Velocys has received £4.9 million of funding to deliver the next development phase of a waste-to-sustainable jet fuel project that the company is developing in the U.K. with Shell and British Airways.
As part of the funding package a grant of £434,000 has been secured from the Department for Transport (DfT) under the Future Fuels for Flight and Freight Competition (F4C).
The next stage is to include detailed pre-front end engineering and design study and site permitting activities, funded by a combination of the F4C grant and £4.5 million committed by the industry partners including Velocys.
It is one of several efforts around the world to rein in aviation emissions as the sector takes off in tandem with increased incomes in the developing world. The aviation industry has agreed to cap airline emissions at 2020 levels, with the ability of airlines to offset emissions above regulated levels by buying carbon credits from designated environmental projects. Low emission or biofuel sources remain costly amid low levels of production.
The Velocys team is developing the engineering and business case for the construction of a first plant in the U.K. Subject to a final investment decision, expected in the first half of 2020, the plant will take hundreds of thousands of tonnes per year of post-recycled waste, destined for landfill or incineration, and convert it into clean-burning, sustainable fuels, the company said.
The jet fuel produced, to be used by British Airways, is expected to deliver over 70 per cent greenhouse gas reduction and 90 per cent reduction in particulate matter emissions compared with conventional jet fuel. This would contribute to both carbon emissions reductions and local air quality improvements around major airports.
“Successful funding of this next development phase further demonstrates the strength of Velocys' renewable fuels business. Today the U.K. has taken another step forward towards becoming a world leader in low carbon aviation,” David Pummell, CEO of Velocys, said in a statement.
“Government funding, recent policy changes and successful completion of the feasibility study have enabled Velocys and its partners to move forward to the next phase in developing the U.K.'s first waste-to-renewable jet fuel plant. With Shell and British Airways we have a terrific set of partners to complete the project,” said Pummell.
"Shell's ambition is to be a leader in advancing the sustainable solutions that can deliver a low carbon future for the aviation industry," added Anne Anderson, vice-president, Shell Aviation. "In addition to combining innovative technologies with a diverse set of technical expertise and industry backgrounds, this project brings together partners across the aviation industry that share this aim. Biofuels can play a valuable role in a future low carbon energy system, and especially in sectors like aviation where the alternatives to liquid fuels are limited."

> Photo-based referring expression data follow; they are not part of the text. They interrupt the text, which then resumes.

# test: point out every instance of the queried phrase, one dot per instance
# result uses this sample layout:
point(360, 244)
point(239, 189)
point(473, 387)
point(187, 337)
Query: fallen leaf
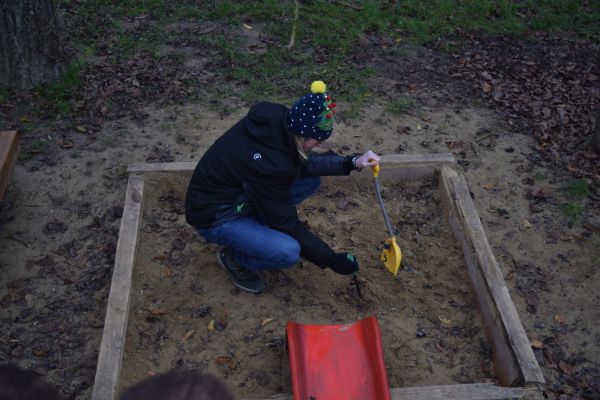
point(65, 144)
point(537, 344)
point(566, 368)
point(266, 322)
point(187, 335)
point(226, 360)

In a boost to the long term commercial viability of the project, changes to the Renewable Transport Fuels Obligation (RTFO) came into force on April 15. For the first time, renewable jet fuel is to qualify for credits under the RTFO, providing long-term policy support for sustainable aviation fuels.
Other efforts to decarbonize the aviation sector include a four-year sustainable aviation fuel research project coordinated by Italy’s RE-CORD (Renewable Energy Consortium for Research and Demonstration) at the University of Florence whose partners include Total. The EU’s Biofuels Flightpath Initiative has a goal of 2Mt/y of aviation biofuels consumption in Europe by 2020. Total’s La Mède biorefinery will have a production target of at least 5,000 tonnes of hydrotreated esters and fatty acids (HEFA) sustainable aviation fuel when it opens in mid-2018.
Swedish company RenFuel, a producer of lignin oil (LIGNOL) from lignin in black liquor from the pulp industry, recently announced that after conventional refining, LIGNOL can be mixed into gasoline and diesel as a renewable drop-in fuel and is also very suitable for blending with kerosene, aviation fuel. Borrowed from the pharmaceutical industry, RenFuel’s catalytic process produces a product with properties virtually identical to those of fossil oil, but are accepted as climate-neutral. Plentiful in the Swedish forestry industry, lignin is produced in the range of two and three million tonnes per year, equivalent to about 30-40 per cent of the country’s fossil fuel consumption.
And renewable product developer Neste said this week it is working with Dallas Fort Worth International Airport to explore the use of renewable jet fuel to reduce the airport’s carbon footprint.
Last month, Chalmers University of Technology in Sweden reported that the potential for gasification of biomass is huge. “Using only the already existing Swedish energy plants, we could produce renewable fuels equivalent to 10 per cent of the world's aviation fuel, if such a conversion were fully implemented,” Henrik Thunman, professor of Energy Technology at Chalmers, said in a statement.